In London, 50% of active house-hunters say the concerns are directly affecting their home-buying behaviour, although only 32% of property seekers nationally say this.

The survey also showed annual house price rises in London have dropped from 18.3% in February to 10.9% in March, with a 2.7% fall for the month.

Managing director Ed Williams said: "It is unclear how deep or long-lasting concerns over war will prove to be.

"The situation has some parallels with the situation after September 11 when people continued to look at property on the Internet in huge numbers but took a few months to turn that interest into real commitment to move."

The figures could be of particular concern for the housing market as they reflect the views of people who are still looking rather than those who have decided to stay put.

Rightmove's house price index shows that the headline rate of annual house price increases fell by 1% from 23.5% in February to 22.5% in March. The monthly increase of 1.2% was entirely accounted for by increases in the north and parts of the Mid lands, with southern parts of England showing no change.

It also showed a sharp increase in the number of properties available for sale, in stark contrast to this time last year, when a shortage of available property was becoming apparent.

Copyright Ananova 2003 all rights reserved

17/03/03 07:17
 
Price Crash

The trend for falling in houses prices in 2001 was reversed last year mainly because of Charlie's reintrodcution of interest relief in Dec 2001 for investors and ECB rate cuts in 2002. These are once off measures whose effects will not last in the medium to longrun. With unemployment rising, real disposable income falling, general consumer sentiment declining, euro appreciating and housing supply set to outstrip demand - prices are likely to decline over the next 2-3 years. I think the real problems of people over borrowing over the past 5-6 years will only become evident when euro interest rates return to their long run average.

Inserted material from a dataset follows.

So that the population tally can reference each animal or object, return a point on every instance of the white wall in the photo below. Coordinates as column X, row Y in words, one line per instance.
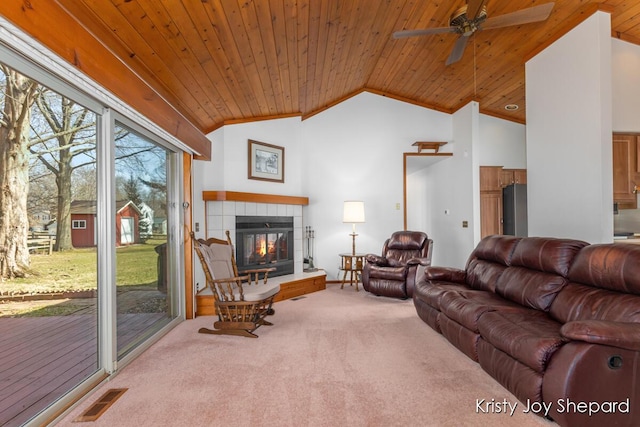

All this talk that Ireland is a special case is misleading. If anything Ireland is more exposed to global trends than many of our larger neighbours. If the US experiences a double dip, US firms in Ireland are not likely to keep hoarding labour as they did during the 2001 recession. The job cuts will be swift and reality will quickly return to an overpriced housing market.
 
Bits....

Read an article in the UK Financial Mail that the average Irish home costs 6 x salary.

The Irish housing stock increased by 4.8% last year.

Can it continue? Not a chance. Let's face it, if Ireland hadn't joined the Euro Ireland would now be in recession. It needed high interest rates to curb everything. It's simply putting the big POP off until later. Problem is the fall will then be greater.

Buying a house? Long term you can't go far wrong buying a house (unless of course you live in Japan!!), short term? Big problems!

Handouts? I hope to be in a position that I can help my kids out when they come to buy a house. It would be nice if I can pay a chuck of their deposit. Will I get involved in the Mortgage? Not a chance. I won't be held accountable if it goes wrong for them, by all means I'd help them but I won't get too involved. As long as they're responsible this won't happen them.

BTW when I die they get the lot anyway!!